# Tacking as a preventative before bloat



## Spooluvr (Feb 5, 2012)

Has anyone heard of having the dog tacked before an incident of bloat has occurred?

My breeder suggested when we have our spoo (almost 6 mos now) nuetered we should have him tacked at the same time as a preventative measure. The vet we see felt it too invasive and felt there was no need to do it without cause. 

Anyone else do this or know about it?


----------



## Ms Stella (Aug 16, 2010)

Yes, my dog had it done at age 6 with her spay. There are a few threads here on the forum about it..just search for gastropexy..or bloat prevention.


----------



## Spooluvr (Feb 5, 2012)

*Thanks*

Thanks I'll look, 6 years old is different than being less than a year old


----------



## CharismaticMillie (Jun 16, 2010)

Spooluvr said:


> Has anyone heard of having the dog tacked before an incident of bloat has occurred?
> 
> My breeder suggested when we have our spoo (almost 6 mos now) nuetered we should have him tacked at the same time as a preventative measure. The vet we see felt it too invasive and felt there was no need to do it without cause.
> 
> Anyone else do this or know about it?


It is one of my biggest pet peeves that vets suggest against this. My vet talked me out of the preventative tack on my girl. And this is AFTER I specifically _chose_ a girl puppy so that I could _more easily tack her_ during spay having just gone through GDV (bloat with torsion) with my mom's 23 month old standard.

I will forever regret listening to my vet, even though my gut instinct and everything I knew from those who know the POODLE BREED best (which is NOT vets) told me to go ahead and tack her. Now that she has already been spayed, I will NOT put her under and have a 12 inch incision sliced onto her belly so that she can be tacked. 

For my male, who is a GCH and will hopefully be bred down the road, I WILL have him tacked when/if he is neutered in the future.

I suggest that you go with your gut instinct, tack your dog if you feel that is the right choice (only you can decide, while I personally believe it is a wise choice, it is certainly not without its downsides). 

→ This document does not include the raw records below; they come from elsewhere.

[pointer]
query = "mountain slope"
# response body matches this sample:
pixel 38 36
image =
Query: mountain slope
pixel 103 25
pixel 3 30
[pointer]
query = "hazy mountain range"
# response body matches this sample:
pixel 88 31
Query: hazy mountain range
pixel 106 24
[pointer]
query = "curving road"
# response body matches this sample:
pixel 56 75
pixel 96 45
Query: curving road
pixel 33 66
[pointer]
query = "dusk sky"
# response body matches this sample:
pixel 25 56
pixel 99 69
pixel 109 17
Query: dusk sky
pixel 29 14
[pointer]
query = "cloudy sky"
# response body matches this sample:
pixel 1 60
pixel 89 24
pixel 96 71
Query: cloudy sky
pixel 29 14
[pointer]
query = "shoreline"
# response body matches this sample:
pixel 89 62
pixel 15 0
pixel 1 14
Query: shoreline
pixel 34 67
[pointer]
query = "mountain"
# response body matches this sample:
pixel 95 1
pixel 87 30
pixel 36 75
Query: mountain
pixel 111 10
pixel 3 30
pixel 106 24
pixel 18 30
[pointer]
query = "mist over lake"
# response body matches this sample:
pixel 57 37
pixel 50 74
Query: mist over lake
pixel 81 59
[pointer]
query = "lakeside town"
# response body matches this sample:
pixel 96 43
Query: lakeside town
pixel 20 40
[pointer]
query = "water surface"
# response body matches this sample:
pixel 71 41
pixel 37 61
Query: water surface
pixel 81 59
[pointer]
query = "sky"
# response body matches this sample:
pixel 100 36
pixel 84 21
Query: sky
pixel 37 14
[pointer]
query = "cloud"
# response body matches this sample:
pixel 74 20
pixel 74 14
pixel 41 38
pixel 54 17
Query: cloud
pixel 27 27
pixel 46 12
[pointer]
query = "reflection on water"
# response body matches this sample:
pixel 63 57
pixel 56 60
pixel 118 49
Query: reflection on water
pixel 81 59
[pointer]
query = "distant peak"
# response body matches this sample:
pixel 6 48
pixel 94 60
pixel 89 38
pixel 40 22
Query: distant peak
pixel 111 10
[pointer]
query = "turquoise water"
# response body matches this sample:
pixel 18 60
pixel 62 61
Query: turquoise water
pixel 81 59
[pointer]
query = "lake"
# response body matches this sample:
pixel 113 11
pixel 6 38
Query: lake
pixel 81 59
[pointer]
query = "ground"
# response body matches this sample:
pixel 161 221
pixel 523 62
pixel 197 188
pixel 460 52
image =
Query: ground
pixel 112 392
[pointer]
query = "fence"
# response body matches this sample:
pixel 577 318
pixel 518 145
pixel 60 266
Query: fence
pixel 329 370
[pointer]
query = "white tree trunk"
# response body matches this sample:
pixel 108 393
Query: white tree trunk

****This is the important part****But, I suggest that you wait to neuter your dog until after he is mature (another thing your vet will likely disagree with), _particularly_ if you are going to have him tacked. Tacking an immature 6 month old puppy who is not yet done growing is not a good choice if you wish for the stomach to have the greatest chances of remaining tacked to the rib.

If you cannot wait to have your dog neutered, I would not have him tacked. However, I think that your dog will benefit in _many ways_ from waiting to be neutered until at least 12 months old. So it really is a win-win situation to wait until he is mature, and then tack/neuter together.****

My theory and experience so far is that most vets, while of course aware of health issues in the context and relevance of dogs as a whole, are often greatly unaware of the incidence and lifetime risk of health issues specific to breeds. Also, I have come to the conclusion that if a vet is pushing for you NOT to tack your dog, they probably have not done enough gastropexies for me to feel comfortable having them do it. I would ask your vet how many pexies he has done. And, while you are waiting for your dog to mature before neutering him (  ), I would begin researching other vets who have successfully performed a number of pexies. I believe that experience REALLY does matter in this case.


----------



## ArreauStandardPoodle (Sep 1, 2009)

After watching my Mothers beloved silver bloat twice in five weeks, I recommend it to all of my puppy buyers. This boy was euthanized with his second episode, and it is the most terrifying thing I have seen. We recommend spaying at eight months and neutering at 12-14 months and we suggest they have it done at the same time as their spay or neuter.


----------



## Fluffyspoos (Aug 11, 2009)

Spooluvr said:


> The vet we see felt it too invasive and felt there was *no need to do it without cause*.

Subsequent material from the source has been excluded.